Before we start scheme suggested in above comment is a upwind scheme. As we know flow characteristic variables is different in compressible flow from its in-compressible counterpart. Use of such upwind scheme is not recommended as it is based on only wave speed U. (Acoustic wavesa and entropy are ignored)

There is one of the major implementation issue with Roe scheme for chemical reaction is that the constriction of Roe matrix which is there in net flux. I'm summarizing few issues and their solution.

1) We generally solve for N-1 species instead of N species while dealing with chemical reaction, because there is linear dependency between N species equation with continuity equation system i.e local coefficient matrix becomes singular, instead we can solve for N-1 species and get Nth species from that. There are other physical reasons such as diffusion has summed to be zero and so many. This singularity is problem mainly with implicit schemes for explicit schemes as we march directly there is no such issue.

2) Form of equation of state for N-1 species is different form its usual form because of which there is need to re-derive expression for Roe matrix because of change in expression of ideal gas equation (it's same equation written for N-1 species not for N species). Check this paper http://www.sciencedirect.com/science...2199919090172W


3) Reacting flow are usually at low mach (in compressible limit) and when you deal with Roe scheme for low speed flows you are advised to preconditioning or any other scheme from all-speed family.

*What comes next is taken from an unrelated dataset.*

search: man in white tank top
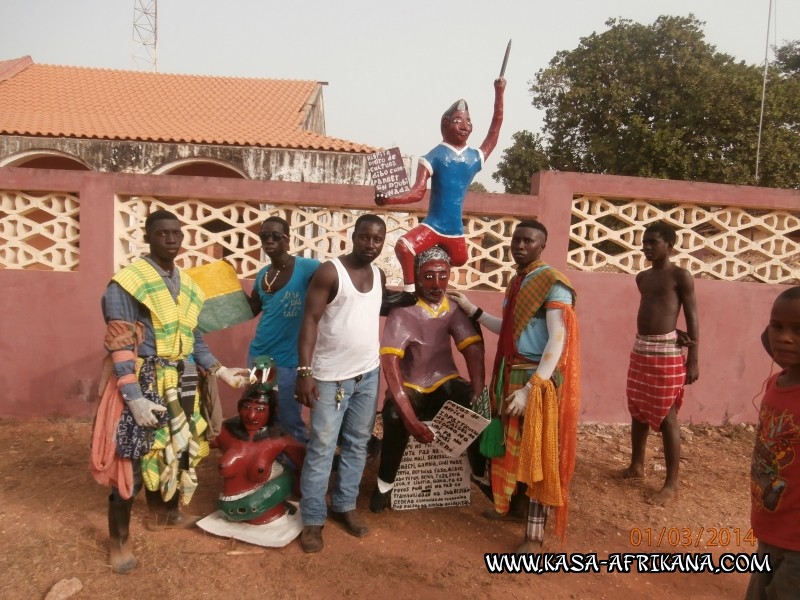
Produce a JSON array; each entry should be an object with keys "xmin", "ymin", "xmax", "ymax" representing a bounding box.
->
[{"xmin": 295, "ymin": 214, "xmax": 386, "ymax": 552}]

4) Conclusion is direct extension of Roe scheme for chemically reacting flows is not straight. Simpler solution is to use the AUSM based schemes which can be easily extended for species transport. There is newest scheme in AUSM family called SLAU, SLAU-2, SLAU-HR which also take care of stiffness happened because of low speed and one has not to worry about preconditioning. I have implemented SLAU scheme in our in-house solver and and worked well so far.